DELIMITER $$
CREATE PROCEDURE sp_delete_data()
BEGIN
DECLARE i INT DEFAULT 0;
DECLARE loop_counter INT DEFAULT 0;
DECLARE retain_days datetime;
DECLARE delete_days datetime;
SET loop_counter=(SELECT ROUND(count(*)/100,0) FROM data2 WHERE datetime<(SELECT DATE_ADD(min(datetime),INTERVAL 1 DAY) FROM data2));
SET retain_days=(SELECT DATE_SUB(now(),INTERVAL 5 DAY)); -- 5 days data will keep
SET delete_days =(SELECT DATE_ADD(min(datetime),INTERVAL 1 DAY) FROM data2); -- check old data from table data2
WHILE i <= loop_counter DO
IF retain_days>delete_days THEN
DELETE FROM data2 where datetime<delete_days LIMIT 1000;
END IF;
SET i = i 1;
END WHILE;
END$$
DELIMITER ;
I want to keep only 5 days data and delete rest of the data if it is less than the retention date. Since each day data generate almost 2000000 rows that is why it is difficult to delete whole data by one shot. That is why I want to delete 100000 data in each loop. Here, loop_counter variable used to find how many loop we should use for this day data. retain_days variable define to find retention date delete_days variable define to find deleted date. based on retain_days and delete_days varoable data will retain and delete. Fnally this procedure will call by event every 1 day.

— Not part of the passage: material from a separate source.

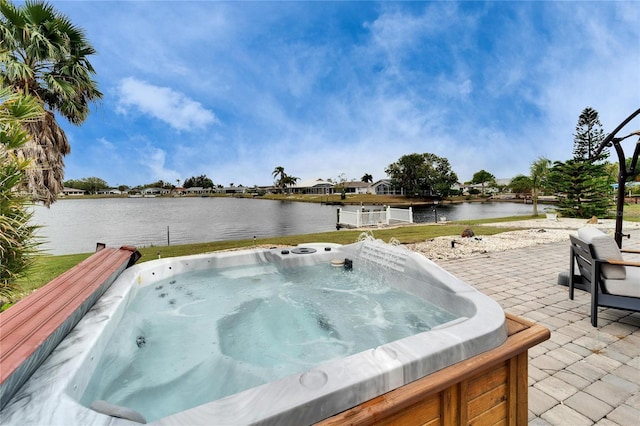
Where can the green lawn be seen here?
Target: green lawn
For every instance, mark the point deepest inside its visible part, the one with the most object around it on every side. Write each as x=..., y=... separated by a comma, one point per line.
x=45, y=268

My code loop is not working as expected. Need expert solution. If is there any performance issue to delete data like this please let me know. Thanks In Advance
CodePudding user response:
Just create an event that runs once a day:
CREATE EVENT purge_old_data
ON SCHEDULE EVERY '1' DAY
STARTS CURRENT_TIMESTAMP()
ON COMPLETION PRESERVE
COMMENT 'Delete rows older than 5 days'
DO
BEGIN
DELETE
FROM data2
WHERE `datetime` < DATE_SUB(CURRENT_TIMESTAMP(), INTERVAL 5 DAY);
END;
You should not use a loop to delete smaller chunks. In SQL databases loops actually make performance worse. If you have to delete 100s of millions of rows in the first run it is really not a problem for MariaDB.
CodePudding user response:
PARTITION BY RANGE with each partition being, say, 2 hours' worth of data. Then DROP PARTITION will very rapidly drop data -- much better than DELETE.

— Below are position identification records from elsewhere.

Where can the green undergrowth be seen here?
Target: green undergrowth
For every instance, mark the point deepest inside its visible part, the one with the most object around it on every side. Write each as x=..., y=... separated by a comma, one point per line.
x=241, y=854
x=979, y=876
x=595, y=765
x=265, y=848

More on using partitioning: http://mysql.rjweb.org/doc.php/partitionmaint
Alternatives: http://mysql.rjweb.org/doc.php/deletebig
In particular, the second link show how to 'continually' run through the data via the PRIMARY KEY, deleting 1000 rows at a time. Repeat when finished.

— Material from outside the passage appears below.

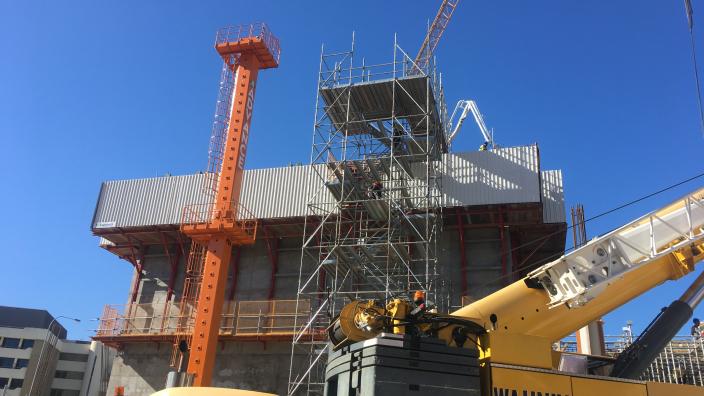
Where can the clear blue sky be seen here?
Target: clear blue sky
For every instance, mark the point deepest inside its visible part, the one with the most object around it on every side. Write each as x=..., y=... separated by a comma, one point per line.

Note: The following is problematic:
DELETE FROM data2
where datetime<delete_days LIMIT 1000;
Without INDEX(datetime), it will spend much of its looking for any rows to delete. With such an index, there is still the overhead of bouncing between the index and the data 1000 times. In either case, the 1000 rows must be put into the redo log for the off chance of a crash.